Evolution of the Universe Flashcards
State the hot big bang theory and what this means for the universe.
The universe started off very hot and dense and has been expanding ever since. This means that the universe has a finite age, because it started at a specific point in time.
How can we calculate the age of the universe?
1/Hubble’s constant.
Describe the evolution of the universe after the big bang.
- Starts infinitely hot, infinitely dense, infinitely small
- One grand unified force expands the matter
- It cools and the forces split into gravity, strong nuclear, weak nuclear and electromagnetic forces.
- Rapid period of inflation
- There is a sea of quarks, antiquarks, leptons and photons that don’t bind together because there is too much energy.
- Matter-antimatter symmetry gets broken, so there is slightly more matter
- Universe cools enough for quarks to form particles (protons and neutrons) (10^12K)
- Matter and antimatter annihilate each other, leaving a small excess of matter and loads of photons
- Protons are then cool enough to form helium nuclei (10^9K)
- Electrons combine with nuclei to form atoms (3000K)
- Recombination occurs (the universe becomes transparent since there are no free charges for photons to interact with)
- Slight fluctuation in density have allowed clumps of matter to form due to gravity (3K) (galaxies, stars, galactic clusters)
How does density affect the shape of the universe?
If the density is greater than the critical density, the universe will be closed. If the density is equal to the critical density, the universe will be flat. If the density is less than the critical density, the universe will be open.
What is the fate of a flat universe?
Expansion will be t=infinity, so the universe expands for ever but the rate at which it expands decreases over time.

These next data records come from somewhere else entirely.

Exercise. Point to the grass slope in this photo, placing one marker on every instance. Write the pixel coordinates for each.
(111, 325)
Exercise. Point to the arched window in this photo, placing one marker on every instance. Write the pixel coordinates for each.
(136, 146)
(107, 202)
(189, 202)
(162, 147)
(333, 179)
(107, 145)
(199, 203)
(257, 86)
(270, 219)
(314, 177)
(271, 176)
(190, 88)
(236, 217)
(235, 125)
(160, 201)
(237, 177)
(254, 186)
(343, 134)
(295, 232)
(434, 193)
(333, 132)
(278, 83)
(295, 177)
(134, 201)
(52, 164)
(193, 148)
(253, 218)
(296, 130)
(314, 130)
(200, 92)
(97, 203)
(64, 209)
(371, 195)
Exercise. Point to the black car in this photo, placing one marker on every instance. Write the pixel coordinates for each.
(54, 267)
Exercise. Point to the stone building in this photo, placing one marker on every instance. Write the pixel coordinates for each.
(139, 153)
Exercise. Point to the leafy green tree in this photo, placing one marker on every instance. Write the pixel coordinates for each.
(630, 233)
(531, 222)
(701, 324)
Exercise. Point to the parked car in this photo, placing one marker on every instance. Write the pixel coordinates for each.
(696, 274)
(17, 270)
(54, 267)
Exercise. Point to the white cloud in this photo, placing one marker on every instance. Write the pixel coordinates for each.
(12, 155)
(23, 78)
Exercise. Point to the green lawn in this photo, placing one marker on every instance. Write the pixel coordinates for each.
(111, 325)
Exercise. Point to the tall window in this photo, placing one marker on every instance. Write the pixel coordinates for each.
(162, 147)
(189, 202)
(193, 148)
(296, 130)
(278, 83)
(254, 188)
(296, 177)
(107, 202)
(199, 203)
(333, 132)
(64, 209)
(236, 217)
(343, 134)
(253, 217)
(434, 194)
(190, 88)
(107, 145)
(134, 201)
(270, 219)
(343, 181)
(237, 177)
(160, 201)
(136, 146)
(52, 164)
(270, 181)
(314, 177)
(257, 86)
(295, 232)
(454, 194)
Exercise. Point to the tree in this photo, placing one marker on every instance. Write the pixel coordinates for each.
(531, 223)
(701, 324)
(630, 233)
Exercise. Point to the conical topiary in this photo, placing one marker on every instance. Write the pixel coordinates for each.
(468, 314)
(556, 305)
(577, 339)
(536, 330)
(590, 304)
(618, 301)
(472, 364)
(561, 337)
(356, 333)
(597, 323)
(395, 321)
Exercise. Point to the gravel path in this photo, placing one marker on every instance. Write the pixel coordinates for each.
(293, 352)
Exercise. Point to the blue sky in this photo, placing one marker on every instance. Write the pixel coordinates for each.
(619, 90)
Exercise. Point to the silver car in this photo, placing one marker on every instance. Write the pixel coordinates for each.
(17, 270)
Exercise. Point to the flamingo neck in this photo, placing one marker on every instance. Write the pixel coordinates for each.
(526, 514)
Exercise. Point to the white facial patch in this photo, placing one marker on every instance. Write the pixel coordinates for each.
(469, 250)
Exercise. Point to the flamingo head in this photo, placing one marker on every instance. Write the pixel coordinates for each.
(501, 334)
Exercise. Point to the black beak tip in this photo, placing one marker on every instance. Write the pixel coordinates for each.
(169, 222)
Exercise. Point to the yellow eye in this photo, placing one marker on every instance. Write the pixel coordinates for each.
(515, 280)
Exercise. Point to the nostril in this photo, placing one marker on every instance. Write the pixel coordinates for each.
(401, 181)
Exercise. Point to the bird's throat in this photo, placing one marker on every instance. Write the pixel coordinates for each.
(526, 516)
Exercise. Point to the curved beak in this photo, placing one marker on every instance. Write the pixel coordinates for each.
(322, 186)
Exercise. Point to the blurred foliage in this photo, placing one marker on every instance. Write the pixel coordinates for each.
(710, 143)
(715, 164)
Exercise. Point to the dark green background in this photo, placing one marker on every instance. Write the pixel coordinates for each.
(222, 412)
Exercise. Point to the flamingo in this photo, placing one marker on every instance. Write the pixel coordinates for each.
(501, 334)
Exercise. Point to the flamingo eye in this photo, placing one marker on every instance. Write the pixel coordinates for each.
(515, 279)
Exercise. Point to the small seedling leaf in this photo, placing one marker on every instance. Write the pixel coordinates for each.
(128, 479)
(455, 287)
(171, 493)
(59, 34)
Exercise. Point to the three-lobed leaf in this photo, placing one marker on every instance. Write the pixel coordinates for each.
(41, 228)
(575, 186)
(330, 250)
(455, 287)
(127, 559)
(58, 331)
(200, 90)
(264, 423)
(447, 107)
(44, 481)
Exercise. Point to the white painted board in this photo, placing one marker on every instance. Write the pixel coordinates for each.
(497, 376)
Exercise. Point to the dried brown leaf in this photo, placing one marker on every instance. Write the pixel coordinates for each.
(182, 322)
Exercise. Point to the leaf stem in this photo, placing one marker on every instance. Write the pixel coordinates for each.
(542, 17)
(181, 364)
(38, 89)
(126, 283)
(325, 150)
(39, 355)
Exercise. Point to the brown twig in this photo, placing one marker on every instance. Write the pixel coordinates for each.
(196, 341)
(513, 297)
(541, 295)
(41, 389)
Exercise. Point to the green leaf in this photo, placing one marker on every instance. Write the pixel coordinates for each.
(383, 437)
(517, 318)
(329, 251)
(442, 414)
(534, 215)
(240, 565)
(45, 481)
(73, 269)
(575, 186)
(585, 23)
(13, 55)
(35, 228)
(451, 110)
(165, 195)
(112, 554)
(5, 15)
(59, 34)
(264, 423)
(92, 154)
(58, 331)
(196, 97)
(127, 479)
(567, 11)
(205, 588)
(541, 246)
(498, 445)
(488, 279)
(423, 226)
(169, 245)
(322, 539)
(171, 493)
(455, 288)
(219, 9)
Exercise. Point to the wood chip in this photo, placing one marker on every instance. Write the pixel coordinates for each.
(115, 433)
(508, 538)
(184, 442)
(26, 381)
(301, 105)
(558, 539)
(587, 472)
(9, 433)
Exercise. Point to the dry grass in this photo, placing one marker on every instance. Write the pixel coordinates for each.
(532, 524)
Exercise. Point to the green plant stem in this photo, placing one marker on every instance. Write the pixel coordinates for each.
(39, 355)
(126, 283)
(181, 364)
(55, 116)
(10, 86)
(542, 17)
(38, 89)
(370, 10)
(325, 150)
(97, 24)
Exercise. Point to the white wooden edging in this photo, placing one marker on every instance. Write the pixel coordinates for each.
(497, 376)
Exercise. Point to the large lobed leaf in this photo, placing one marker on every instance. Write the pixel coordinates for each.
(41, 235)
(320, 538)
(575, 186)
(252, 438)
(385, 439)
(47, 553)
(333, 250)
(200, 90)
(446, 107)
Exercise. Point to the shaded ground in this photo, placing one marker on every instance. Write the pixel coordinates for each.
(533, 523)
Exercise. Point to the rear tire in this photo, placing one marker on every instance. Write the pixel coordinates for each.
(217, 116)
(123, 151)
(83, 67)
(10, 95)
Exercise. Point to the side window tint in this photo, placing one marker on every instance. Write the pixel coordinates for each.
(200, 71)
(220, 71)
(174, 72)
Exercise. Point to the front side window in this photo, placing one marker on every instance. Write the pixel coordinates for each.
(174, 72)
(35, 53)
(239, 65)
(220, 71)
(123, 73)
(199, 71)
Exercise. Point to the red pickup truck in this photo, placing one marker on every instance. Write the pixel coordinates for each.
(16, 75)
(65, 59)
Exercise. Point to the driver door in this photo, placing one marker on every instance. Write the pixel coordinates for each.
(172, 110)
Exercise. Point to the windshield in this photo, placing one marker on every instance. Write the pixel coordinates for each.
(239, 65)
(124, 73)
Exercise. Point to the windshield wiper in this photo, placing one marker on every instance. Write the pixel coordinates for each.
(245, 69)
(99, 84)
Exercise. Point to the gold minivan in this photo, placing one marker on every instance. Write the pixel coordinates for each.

What is the fate of an open universe?
Gravity is too weak to stop expansion, so the universe will continue expanding forever.
What is the fate of a closed universe?
Gravity is strong enough to stop the expansion and start the universe contracting again.
Define critical density.
The density required for the universe to be flat.
What is the density of the universe currently believed to be?
Close to, or equal to the critical density needed for ‘flat’ cosmology.